You make pie. Apple pie with caramelized apple cider. YUM.
You give the kids some leftover dough to play with, but your mom has more fun sculpting things than the kids.
You let the kids discover vintage cartoons on TV. You know, the ones that we grew up watching: Scooby Doo, The Flintstones, Tom & Jerry.
The kids play with their new American Girl dolls that they got for Christmas while you somehow feel defeated by succumbing to American capitalism at its worst. But then you can’t help but be a little too enthusiastic about the gray wool coat that you bought for the dolls and you realize that it’s a lot like your new gray winter coat that you’re wearing these days (oh snap). Oh btw, meet Ivy (Mia’s doll) and Angie (Claudine’s doll).
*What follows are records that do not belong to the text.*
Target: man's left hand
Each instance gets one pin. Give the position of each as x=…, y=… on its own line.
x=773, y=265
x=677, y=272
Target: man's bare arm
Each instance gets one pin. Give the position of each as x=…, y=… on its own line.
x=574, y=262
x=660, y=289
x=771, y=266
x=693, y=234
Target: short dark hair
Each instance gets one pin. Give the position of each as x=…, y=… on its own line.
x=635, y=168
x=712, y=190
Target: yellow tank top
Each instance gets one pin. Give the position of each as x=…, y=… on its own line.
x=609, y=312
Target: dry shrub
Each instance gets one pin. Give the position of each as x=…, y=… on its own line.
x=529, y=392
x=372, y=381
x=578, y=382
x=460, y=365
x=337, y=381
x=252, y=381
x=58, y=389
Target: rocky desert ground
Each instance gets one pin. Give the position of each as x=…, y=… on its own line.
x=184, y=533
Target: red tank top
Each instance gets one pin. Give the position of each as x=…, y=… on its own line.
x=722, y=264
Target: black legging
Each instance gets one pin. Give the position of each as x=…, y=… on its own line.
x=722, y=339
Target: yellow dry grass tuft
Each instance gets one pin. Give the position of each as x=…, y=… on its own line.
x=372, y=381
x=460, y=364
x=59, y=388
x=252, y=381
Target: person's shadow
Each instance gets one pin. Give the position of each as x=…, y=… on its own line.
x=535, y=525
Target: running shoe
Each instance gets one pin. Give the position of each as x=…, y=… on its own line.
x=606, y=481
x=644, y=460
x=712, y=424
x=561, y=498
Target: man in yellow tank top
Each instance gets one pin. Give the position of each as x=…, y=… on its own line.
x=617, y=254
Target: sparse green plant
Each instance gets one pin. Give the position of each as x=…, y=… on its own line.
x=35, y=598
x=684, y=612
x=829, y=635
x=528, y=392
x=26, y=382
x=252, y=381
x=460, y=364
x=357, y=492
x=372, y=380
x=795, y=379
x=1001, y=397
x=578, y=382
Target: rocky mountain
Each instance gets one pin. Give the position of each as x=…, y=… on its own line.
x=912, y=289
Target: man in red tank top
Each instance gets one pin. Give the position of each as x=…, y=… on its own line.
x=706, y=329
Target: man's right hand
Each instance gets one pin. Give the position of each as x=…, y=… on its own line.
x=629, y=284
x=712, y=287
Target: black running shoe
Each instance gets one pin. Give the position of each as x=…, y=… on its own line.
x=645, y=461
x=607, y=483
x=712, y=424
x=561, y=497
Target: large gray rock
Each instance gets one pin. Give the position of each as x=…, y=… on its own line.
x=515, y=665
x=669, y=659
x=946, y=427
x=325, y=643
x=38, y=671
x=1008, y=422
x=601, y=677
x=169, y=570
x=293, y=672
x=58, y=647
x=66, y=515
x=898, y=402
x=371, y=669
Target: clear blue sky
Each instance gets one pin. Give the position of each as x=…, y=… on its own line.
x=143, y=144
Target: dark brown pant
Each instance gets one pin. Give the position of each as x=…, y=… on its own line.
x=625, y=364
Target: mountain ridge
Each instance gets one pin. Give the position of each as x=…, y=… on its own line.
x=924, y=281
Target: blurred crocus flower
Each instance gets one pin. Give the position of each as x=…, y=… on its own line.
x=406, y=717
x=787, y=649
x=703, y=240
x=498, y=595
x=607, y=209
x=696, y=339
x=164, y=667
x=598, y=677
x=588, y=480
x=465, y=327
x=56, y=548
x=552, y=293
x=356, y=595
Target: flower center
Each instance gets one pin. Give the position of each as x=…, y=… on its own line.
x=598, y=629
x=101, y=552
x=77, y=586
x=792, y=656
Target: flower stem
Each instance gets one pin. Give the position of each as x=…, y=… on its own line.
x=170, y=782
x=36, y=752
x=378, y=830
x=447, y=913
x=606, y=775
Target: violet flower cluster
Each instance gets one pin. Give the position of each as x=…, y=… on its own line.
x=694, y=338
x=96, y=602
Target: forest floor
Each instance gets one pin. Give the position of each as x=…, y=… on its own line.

When all else fails, your dad pulls out his stash of wigs and eyelashes leftover from his wig store including the ones that are custom for Diana Ross, and much to the delight of the kids, proceeds to dress them up like drag queens. Not your idea, his.
And when Claudine casts the eyelashes away, your mom picks them up from the floor and uses them as hair for her leftover pie dough sculptures.